In an address to the United Nations General Assembly on Sept. 27, Prime Minister Benjamin Netanyahu delivered an Iranophobic speech, in which he accused Iran of having a “secret atomic warehouse,” alongside other allegations. To quote, “Today I’m revealing the site of a second facility: Iran’s secret atomic warehouse. It’s right here, in the Turkuzahbad Distrcit of Tehran. Just three miles away. Let me show you exactly what the secret atomic warehouse looks like. Here it is. You see, like the atomic archive, it’s another innocent-looking compound.”
In an instance, he also held up a flashcard, in which he showed the alleged site in Turquzabad, a small village in the Rey District of Tehran. This particular shot of him holding up the flash card was made the center of jokes and memes widely on the internet. Just like many other people, I, too came across the said photo, which appalled me enough to go to the depth of it. As it turned out, the place that was featured in the prime minister’s flash card was a carpet cleaning warehouse, much to his humiliation all across the internet. Because of this, millennials on the internet got yet another opportunity to create a new series of memes. And being an illustrator, I did not stay behind either.
The said place in Turquzabad, is actually Maher Alley civilians’ favorite place for getting their house carpets all nice and clean. Following that day, one of the biggest photography companies of Iran, ISNA Photo, did a thorough internal photographic tour of the place, revealing its contents. From what I see in these photos, this place looks nothing like an “atomic warehouse,” but I would recommend you to check them out as well.
If I were him – which I’m thankful I’m not – I would react to this humiliation by immediately dismissing the entire team of secret agents assigned with the task of collecting information on the subject.
Netanyahu’s claim was so ridiculous that not even U.S. officials could back it up. In a statement, U.S. Intel said that Netanyahu’s claims about the “Iranian atomic warehouse” were “somewhat misleading.” His claims also incited a reaction from Iran’s Foreign Minister, Mr. Mohammad Javad Zarif. He reacted by saying that “He’s just trying to find a smokescreen […] Nonsense.”
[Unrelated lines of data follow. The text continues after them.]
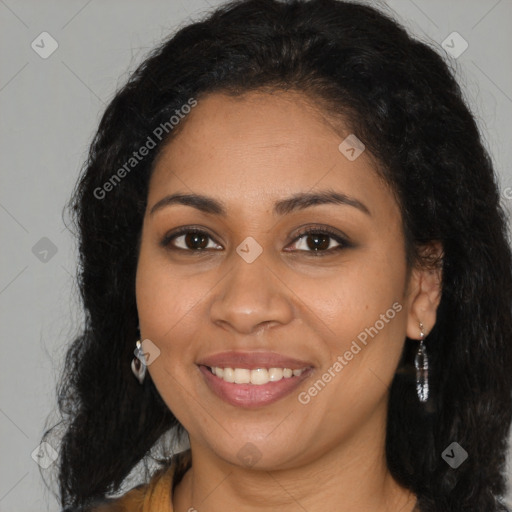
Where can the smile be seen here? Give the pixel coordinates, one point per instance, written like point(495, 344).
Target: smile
point(258, 376)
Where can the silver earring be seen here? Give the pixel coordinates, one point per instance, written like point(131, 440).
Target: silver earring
point(139, 363)
point(421, 364)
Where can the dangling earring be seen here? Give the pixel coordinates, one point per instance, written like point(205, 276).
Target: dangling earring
point(421, 364)
point(139, 363)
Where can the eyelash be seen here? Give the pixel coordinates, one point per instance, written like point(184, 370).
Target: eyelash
point(344, 243)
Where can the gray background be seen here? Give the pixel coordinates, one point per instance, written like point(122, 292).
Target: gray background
point(49, 111)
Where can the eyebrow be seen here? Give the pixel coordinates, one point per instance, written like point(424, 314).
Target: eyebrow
point(291, 204)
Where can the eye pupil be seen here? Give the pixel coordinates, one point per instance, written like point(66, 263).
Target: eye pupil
point(316, 238)
point(191, 239)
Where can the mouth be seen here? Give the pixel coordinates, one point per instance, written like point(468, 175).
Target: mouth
point(253, 388)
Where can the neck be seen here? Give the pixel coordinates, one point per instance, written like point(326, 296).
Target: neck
point(350, 477)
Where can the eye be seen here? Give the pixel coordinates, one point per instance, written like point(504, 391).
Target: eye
point(193, 240)
point(318, 243)
point(314, 240)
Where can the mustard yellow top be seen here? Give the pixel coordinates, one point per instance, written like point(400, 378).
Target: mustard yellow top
point(154, 496)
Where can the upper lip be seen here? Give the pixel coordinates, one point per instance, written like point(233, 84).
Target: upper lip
point(252, 360)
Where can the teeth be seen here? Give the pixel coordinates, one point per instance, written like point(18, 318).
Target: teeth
point(258, 376)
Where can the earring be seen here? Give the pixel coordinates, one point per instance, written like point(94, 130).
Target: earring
point(421, 364)
point(139, 363)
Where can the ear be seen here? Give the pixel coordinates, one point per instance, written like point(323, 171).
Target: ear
point(424, 291)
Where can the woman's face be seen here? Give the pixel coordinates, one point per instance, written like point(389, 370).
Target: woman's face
point(250, 293)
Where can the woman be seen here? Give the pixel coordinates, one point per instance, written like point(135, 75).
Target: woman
point(288, 216)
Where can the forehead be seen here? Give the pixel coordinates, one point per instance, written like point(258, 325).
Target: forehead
point(252, 149)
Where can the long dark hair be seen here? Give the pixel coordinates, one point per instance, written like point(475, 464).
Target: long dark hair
point(400, 97)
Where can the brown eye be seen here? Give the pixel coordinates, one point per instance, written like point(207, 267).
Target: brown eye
point(192, 240)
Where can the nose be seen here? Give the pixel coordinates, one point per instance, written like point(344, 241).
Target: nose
point(252, 297)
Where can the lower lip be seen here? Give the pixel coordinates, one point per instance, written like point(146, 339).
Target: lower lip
point(252, 395)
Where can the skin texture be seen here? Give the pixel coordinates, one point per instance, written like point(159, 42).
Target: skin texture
point(249, 152)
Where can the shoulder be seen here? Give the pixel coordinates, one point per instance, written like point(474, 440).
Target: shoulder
point(153, 495)
point(131, 501)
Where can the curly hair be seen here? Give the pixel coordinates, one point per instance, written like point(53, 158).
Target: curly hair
point(401, 98)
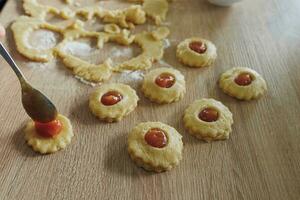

According to Press TV, the top Iranian diplomat said that Netanyahu had repeatedly been proven wrong in his claims about Iran’s nuclear program as shown by recurrent probes of the International Atomic Energy Agency (IAEA). “He’s been wrong about the previous [allegations] and he’s wrong about this one,” said Zarif, adding, “The previous allegations that Netanyahu made have been investigated by the IAEA and have been rejected.” Zarif had earlier dismissed Netanyahu’s claims about Iran’s secret nuclear sites, saying in a tweet on Thursday that the Israeli regime was the only entity in the world that had always refused to disclose facts about its nuclear weapons. From what I was able to collect from the official website of the IAEA, much of what the Iranian Foreign Minister says seems to be true.
In conclusion, I have two hypotheses for this whole incident. It depicts that either this was a purposeful attempt by Mossad agents who might have developed an aversion to the state’s Prime Minister, deliberately attempting to humiliate him internationally, or worse – the Israeli Prime Minister is afraid of carpets and carpet laundries.